Since S. J. Harper is the pen name for a team of established romance writers, their version of the Sirens’ curse is that, until the Sirens have rescued enough innocents from abduction to satisfy Demeter for the loss of her daughter, they cannot die no matter what they suffer and they can never know love without losing the beloved. Losing in the worst possible ways. Harper’s interpretation of Demeter is the winter goddess of the barren Earth, all wrath and vengeance. As when the mythic Demeter would have allowed all humanity to starve while she went on strike, this Demeter has no qualms about destroying innocent men to torment the fallen goddesses who love them.

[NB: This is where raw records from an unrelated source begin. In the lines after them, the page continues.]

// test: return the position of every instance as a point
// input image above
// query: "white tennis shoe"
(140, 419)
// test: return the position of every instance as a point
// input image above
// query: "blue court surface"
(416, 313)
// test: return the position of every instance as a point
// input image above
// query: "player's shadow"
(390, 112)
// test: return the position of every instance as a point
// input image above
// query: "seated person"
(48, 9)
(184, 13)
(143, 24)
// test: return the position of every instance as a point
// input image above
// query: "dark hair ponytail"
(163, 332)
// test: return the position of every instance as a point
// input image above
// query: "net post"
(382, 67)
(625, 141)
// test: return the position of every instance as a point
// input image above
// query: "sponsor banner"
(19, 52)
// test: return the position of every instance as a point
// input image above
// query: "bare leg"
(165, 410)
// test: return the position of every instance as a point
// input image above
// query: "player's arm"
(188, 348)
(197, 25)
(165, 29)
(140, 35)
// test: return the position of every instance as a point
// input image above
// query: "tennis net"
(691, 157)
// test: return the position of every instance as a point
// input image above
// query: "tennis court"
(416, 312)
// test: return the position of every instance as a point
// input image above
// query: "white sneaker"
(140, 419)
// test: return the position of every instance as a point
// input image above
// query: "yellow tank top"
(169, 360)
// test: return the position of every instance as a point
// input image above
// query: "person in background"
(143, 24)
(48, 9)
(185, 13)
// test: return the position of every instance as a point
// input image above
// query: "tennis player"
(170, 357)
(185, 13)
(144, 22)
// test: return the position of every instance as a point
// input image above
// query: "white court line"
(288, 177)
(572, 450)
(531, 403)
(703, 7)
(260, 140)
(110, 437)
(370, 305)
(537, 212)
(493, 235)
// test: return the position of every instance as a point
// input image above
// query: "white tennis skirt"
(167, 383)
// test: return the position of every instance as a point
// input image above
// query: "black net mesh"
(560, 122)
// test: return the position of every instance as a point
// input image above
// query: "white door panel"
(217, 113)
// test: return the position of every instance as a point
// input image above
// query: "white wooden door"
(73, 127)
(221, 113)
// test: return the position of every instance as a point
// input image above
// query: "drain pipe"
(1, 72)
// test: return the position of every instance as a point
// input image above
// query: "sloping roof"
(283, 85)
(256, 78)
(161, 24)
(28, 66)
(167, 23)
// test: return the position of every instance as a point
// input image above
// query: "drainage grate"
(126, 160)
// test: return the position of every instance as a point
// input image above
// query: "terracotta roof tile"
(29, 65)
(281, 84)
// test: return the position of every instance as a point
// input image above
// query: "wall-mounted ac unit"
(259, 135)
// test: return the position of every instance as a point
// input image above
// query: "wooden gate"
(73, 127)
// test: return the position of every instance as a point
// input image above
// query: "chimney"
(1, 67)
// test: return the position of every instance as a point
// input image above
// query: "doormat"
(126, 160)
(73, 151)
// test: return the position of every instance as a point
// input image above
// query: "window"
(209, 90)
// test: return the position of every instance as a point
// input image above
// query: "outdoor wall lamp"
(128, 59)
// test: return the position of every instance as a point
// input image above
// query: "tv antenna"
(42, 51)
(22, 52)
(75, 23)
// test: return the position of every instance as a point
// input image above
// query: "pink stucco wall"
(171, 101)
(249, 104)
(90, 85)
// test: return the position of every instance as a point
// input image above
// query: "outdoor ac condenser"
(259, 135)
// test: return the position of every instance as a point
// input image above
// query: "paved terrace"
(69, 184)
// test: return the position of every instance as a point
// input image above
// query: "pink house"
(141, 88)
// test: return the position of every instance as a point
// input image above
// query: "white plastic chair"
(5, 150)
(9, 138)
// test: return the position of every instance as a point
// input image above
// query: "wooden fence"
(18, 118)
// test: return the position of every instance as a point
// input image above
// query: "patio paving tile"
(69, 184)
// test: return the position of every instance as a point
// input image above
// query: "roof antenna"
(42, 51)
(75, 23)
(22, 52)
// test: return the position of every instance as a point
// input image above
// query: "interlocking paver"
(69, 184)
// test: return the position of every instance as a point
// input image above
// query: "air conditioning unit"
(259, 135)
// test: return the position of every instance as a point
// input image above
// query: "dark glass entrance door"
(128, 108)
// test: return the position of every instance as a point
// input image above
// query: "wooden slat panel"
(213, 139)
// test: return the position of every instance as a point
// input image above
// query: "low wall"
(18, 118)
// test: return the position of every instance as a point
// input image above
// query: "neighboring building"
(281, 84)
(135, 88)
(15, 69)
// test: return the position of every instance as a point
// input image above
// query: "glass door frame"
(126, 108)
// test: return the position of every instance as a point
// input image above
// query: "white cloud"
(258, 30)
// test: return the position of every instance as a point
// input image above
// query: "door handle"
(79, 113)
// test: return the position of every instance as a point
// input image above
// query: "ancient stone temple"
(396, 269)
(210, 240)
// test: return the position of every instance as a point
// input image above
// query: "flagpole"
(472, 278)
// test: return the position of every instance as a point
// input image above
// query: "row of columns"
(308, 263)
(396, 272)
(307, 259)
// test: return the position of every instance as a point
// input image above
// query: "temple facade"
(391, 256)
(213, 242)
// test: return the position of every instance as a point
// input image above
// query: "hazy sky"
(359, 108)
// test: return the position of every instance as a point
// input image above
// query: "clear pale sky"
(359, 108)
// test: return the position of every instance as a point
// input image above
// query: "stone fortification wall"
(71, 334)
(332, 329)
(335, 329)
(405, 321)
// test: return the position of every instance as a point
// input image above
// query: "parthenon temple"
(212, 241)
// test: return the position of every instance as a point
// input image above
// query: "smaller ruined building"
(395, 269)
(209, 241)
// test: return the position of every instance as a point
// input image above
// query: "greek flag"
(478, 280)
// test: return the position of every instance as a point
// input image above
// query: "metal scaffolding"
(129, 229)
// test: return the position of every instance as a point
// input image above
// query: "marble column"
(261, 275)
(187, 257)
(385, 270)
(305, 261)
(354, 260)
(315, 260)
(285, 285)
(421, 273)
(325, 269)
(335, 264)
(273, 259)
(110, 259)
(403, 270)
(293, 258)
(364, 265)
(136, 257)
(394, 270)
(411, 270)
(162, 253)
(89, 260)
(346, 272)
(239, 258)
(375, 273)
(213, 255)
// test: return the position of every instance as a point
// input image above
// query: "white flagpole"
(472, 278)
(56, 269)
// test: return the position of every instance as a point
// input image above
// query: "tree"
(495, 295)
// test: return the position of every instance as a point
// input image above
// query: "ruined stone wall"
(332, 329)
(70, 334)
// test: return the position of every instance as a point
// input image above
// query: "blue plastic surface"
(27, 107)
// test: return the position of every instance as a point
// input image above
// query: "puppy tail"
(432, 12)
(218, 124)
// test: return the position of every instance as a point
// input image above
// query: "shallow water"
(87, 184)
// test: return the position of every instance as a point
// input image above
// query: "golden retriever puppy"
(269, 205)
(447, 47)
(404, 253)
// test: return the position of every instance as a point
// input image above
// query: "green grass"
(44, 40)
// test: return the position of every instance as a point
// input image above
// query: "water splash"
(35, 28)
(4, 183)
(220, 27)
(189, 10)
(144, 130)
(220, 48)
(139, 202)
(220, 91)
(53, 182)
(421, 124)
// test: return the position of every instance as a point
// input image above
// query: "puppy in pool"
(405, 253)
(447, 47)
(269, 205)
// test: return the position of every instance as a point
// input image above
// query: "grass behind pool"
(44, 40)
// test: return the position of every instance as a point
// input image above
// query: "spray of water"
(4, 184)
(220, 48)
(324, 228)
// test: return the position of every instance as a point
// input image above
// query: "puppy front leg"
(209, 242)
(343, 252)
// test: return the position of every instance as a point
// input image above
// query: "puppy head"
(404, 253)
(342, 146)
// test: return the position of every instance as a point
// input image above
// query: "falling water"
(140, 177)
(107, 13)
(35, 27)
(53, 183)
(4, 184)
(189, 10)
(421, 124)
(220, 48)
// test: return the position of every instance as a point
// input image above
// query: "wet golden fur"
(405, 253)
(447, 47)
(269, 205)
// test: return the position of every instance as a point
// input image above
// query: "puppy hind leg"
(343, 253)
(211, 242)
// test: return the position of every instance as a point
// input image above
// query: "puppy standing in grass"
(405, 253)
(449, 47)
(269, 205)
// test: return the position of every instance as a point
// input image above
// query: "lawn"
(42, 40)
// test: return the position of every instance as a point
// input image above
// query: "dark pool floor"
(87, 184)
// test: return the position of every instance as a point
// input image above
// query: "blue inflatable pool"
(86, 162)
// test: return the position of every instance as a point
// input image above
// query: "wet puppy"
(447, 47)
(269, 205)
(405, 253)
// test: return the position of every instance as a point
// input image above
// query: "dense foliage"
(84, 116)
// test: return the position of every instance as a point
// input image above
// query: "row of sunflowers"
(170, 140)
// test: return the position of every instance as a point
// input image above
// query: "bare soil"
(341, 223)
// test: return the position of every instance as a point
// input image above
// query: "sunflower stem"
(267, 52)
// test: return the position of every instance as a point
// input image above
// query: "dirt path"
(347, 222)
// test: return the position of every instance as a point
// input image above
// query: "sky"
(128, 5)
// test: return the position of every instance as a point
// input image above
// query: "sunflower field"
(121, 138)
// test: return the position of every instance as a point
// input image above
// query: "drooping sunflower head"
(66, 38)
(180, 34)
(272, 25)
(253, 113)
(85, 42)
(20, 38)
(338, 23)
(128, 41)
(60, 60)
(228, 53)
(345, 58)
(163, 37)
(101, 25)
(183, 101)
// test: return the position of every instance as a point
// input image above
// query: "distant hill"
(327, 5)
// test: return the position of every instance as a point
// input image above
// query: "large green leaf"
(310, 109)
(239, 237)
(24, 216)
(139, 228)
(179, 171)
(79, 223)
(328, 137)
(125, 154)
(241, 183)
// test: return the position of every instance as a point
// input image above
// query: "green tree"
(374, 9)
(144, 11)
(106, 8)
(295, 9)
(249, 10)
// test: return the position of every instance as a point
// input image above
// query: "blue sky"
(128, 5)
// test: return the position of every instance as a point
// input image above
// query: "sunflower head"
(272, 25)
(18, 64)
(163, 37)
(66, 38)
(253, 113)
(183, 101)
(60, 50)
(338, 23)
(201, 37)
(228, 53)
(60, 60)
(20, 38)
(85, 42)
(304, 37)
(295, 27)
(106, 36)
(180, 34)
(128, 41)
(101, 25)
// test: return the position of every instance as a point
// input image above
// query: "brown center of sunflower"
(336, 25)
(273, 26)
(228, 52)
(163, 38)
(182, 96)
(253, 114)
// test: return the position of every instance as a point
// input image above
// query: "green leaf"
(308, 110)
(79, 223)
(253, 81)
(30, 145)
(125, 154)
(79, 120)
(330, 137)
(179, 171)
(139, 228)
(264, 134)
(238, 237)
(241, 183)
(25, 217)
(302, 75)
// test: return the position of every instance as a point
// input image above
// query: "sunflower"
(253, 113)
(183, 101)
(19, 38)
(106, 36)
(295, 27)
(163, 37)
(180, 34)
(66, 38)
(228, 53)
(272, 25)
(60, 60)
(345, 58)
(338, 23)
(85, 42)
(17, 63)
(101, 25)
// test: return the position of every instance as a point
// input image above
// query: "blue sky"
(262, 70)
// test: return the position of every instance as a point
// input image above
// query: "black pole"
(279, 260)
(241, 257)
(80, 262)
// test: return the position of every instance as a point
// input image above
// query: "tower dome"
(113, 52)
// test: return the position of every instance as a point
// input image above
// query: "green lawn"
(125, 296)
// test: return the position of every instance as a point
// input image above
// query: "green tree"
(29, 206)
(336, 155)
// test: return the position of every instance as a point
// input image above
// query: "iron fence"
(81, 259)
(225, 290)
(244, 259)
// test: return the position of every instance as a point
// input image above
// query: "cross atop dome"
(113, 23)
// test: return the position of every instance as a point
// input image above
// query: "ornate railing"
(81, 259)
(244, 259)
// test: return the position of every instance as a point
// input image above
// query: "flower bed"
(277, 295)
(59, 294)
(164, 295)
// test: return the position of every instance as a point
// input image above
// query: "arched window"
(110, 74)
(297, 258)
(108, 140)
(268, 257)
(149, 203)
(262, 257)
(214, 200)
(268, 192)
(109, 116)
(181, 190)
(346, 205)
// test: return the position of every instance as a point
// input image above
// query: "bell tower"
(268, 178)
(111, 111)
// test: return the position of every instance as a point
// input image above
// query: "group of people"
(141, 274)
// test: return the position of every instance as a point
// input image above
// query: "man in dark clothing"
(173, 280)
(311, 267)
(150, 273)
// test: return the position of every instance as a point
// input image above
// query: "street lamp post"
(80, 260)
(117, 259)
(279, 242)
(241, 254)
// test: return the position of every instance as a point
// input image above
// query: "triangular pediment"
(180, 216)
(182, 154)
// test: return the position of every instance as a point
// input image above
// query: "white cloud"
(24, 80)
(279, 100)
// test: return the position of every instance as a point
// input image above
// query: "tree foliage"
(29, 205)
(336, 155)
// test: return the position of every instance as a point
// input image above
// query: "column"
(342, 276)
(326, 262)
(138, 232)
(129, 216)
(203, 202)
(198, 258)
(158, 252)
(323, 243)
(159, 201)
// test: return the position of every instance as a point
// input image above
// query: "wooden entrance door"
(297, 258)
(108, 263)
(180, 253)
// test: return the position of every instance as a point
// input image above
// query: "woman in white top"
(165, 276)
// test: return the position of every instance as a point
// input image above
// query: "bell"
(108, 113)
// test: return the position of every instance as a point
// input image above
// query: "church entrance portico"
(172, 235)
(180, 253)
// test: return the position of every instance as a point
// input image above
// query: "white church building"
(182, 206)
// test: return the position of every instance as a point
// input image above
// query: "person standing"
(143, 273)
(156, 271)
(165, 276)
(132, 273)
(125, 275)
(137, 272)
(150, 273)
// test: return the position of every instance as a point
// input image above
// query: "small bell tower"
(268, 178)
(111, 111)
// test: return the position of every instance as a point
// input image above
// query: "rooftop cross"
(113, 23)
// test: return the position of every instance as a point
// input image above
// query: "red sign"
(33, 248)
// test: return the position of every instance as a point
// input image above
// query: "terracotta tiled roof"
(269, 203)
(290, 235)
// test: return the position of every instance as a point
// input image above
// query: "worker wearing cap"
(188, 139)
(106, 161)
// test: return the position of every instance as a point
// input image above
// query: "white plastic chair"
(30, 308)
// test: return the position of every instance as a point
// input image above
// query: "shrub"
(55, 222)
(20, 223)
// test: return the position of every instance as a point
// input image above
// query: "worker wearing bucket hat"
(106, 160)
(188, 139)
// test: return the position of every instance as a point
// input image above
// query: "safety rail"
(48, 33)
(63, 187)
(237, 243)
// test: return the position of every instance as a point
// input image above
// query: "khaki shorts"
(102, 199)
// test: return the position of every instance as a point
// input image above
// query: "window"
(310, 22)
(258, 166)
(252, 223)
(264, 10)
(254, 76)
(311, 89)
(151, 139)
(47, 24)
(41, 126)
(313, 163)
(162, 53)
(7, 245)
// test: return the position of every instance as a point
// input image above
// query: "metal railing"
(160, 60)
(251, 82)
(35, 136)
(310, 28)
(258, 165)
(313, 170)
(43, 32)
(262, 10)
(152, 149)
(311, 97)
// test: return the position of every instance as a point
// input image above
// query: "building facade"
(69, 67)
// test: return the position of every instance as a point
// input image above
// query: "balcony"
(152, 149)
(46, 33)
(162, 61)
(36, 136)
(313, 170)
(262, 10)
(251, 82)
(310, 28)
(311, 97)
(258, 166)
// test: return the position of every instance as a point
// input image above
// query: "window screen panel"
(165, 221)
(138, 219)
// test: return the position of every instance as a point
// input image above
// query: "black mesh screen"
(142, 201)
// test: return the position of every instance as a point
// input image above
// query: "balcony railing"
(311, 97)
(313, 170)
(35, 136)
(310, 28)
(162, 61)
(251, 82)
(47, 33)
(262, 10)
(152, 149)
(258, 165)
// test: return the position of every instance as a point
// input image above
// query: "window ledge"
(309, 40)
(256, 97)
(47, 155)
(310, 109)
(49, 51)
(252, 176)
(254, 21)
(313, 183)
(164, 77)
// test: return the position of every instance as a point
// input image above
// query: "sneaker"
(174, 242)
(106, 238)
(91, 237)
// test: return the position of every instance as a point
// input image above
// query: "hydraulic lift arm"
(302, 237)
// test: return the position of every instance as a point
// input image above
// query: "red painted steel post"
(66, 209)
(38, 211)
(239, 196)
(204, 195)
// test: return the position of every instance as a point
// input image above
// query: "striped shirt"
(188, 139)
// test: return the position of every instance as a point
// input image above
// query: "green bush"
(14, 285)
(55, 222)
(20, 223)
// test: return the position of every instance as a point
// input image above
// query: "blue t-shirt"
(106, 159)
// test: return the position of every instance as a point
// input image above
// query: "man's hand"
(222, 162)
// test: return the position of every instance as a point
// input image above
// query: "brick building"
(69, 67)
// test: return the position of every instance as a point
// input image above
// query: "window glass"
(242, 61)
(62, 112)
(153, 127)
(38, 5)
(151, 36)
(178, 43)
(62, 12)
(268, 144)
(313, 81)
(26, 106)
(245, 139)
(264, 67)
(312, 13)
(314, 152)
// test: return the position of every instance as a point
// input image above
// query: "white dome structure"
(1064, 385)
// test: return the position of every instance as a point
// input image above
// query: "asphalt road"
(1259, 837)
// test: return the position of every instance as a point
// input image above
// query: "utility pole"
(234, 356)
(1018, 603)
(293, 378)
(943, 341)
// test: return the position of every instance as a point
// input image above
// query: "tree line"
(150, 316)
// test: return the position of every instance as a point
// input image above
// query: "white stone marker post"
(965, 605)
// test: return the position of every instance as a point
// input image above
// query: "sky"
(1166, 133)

Do you sense that it’s a problem when the villainous dea ex machina in reverse is more interesting than the protagonists who get most of the time on stage? Yes, that would be the mismatch between book and reader showing. Or it might be an actual weakness of the book, but I don’t have the right readerly dopamine receptors to get romance novels, so I can’t be sure how its merits would look to a reader who does.
Like many paranormal romance novels, Cursed borrows structural elements from the police procedural. In this case, that structure makes perfect sense. Ligeia, currently living under the name Emma Monroe in San Diego, has insinuated herself into the FBI, the perfect resource for someone who needs to spend all her time rescuing missing persons. She’s good at it. After several thousand years of trial and error, she’d better be. She’s good, too, at embracing her human disguise, reveling in the same ordinary pleasures we do. Sometimes she’s a little too good at that, with the result that my suspension of disbelief slipped frequently.
For me, it would have been easier to sustain the suspension of disbelief if all the supernatural elements had been from mythic sources. Instead, Emma is a fluke in her local supernatural community, a goddess cast from Olympus to mingle with pop-culture takes on vampires and werewolves. As nice as it is to see the weres and vampires take her admissions about her supernatural nature with the same skepticism and double-takes as ordinary humans usually take those admissions from weres and vampires, the mashup of Ovid and Hollywood weakened the overall effect of the story, for me.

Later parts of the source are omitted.